Ex-London mayor suspended over Hitler comment

LONDON (AA) – Britain’s main opposition Labour Party has suspended a former mayor of London over a media interview in which he described Hitler as a Zionist.

Ken Livingstone, who served as the U.K. capital city’s first mayor and is a member of the party’s main decision-making body, was suspended amid claims Labour has become tolerant of anti-Semitism among its membership.

The former mayor made his remarks Thursday to support another Labour lawmaker, Naz Shah, who herself was suspended the previous day over allegations of making anti-Semitic remarks on social media.

Livingstone told BBC radio Thursday that he had never heard anyone in the Labour Party say anything anti-Semitic.

He continued: “Let’s remember, when Hitler won his election in 1932 his policy then was that Jews should be moved to Israel.

“He was supporting Zionism before he went mad and ended up killing 6 million Jews.”

A Labour spokesman said Livingstone had been suspended for “bringing the party into disrepute”.

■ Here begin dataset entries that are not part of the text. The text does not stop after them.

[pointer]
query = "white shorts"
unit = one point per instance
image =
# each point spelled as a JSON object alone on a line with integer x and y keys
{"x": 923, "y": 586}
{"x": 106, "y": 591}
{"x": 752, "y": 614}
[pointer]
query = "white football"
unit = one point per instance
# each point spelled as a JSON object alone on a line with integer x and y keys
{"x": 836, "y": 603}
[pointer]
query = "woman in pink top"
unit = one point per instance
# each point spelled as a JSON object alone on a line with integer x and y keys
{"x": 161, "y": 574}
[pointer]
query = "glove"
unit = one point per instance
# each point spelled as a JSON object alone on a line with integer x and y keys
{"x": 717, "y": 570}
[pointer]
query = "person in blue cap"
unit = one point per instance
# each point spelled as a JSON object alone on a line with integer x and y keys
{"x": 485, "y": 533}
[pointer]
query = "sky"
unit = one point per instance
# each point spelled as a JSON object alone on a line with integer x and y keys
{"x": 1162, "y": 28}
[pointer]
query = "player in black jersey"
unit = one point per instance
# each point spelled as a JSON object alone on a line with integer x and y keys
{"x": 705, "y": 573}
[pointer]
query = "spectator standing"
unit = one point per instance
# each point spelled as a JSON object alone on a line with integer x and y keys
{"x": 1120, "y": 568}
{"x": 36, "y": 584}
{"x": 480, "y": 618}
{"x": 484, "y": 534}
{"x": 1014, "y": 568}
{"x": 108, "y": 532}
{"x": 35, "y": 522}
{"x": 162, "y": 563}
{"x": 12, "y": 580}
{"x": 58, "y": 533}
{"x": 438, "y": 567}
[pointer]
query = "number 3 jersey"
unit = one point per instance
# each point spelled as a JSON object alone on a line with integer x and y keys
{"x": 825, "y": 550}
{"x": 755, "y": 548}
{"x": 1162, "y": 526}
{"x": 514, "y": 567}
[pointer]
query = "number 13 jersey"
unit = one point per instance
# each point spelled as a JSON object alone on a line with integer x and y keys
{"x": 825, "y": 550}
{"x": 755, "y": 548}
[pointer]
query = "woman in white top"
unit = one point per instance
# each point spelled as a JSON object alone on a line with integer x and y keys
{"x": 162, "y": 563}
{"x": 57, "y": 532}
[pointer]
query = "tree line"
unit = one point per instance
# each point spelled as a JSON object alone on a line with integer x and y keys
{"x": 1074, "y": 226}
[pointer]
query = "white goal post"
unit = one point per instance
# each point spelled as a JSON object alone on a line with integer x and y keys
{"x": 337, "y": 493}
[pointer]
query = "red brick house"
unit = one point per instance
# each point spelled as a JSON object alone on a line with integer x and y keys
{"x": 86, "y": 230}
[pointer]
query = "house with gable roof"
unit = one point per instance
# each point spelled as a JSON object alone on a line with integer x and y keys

Shah was suspended from the party Wednesday for a 2014 Facebook post in which she shared a graphic of Israel’s outline superimposed onto a map of the United States with the headline “Solution for Israel-Palestine Conflict – Relocate Israel into United States”. Shah commented underneath: “Problem solved”.

The two are the most senior figures to be suspended in a growing controversy over Labour’s to the Jewish community. David Abrahams, a party donor, said the growth of anti-Semitism in the party was “a plague that has to be stamped out”.

He told the U.K.-based Jewish News: “Jews and others with values and principles need to work together within the movement to stop the rot.”

Livingstone served as the first mayor of London from 2000 until he lost re-election to Conservative Boris Johnson in 2008.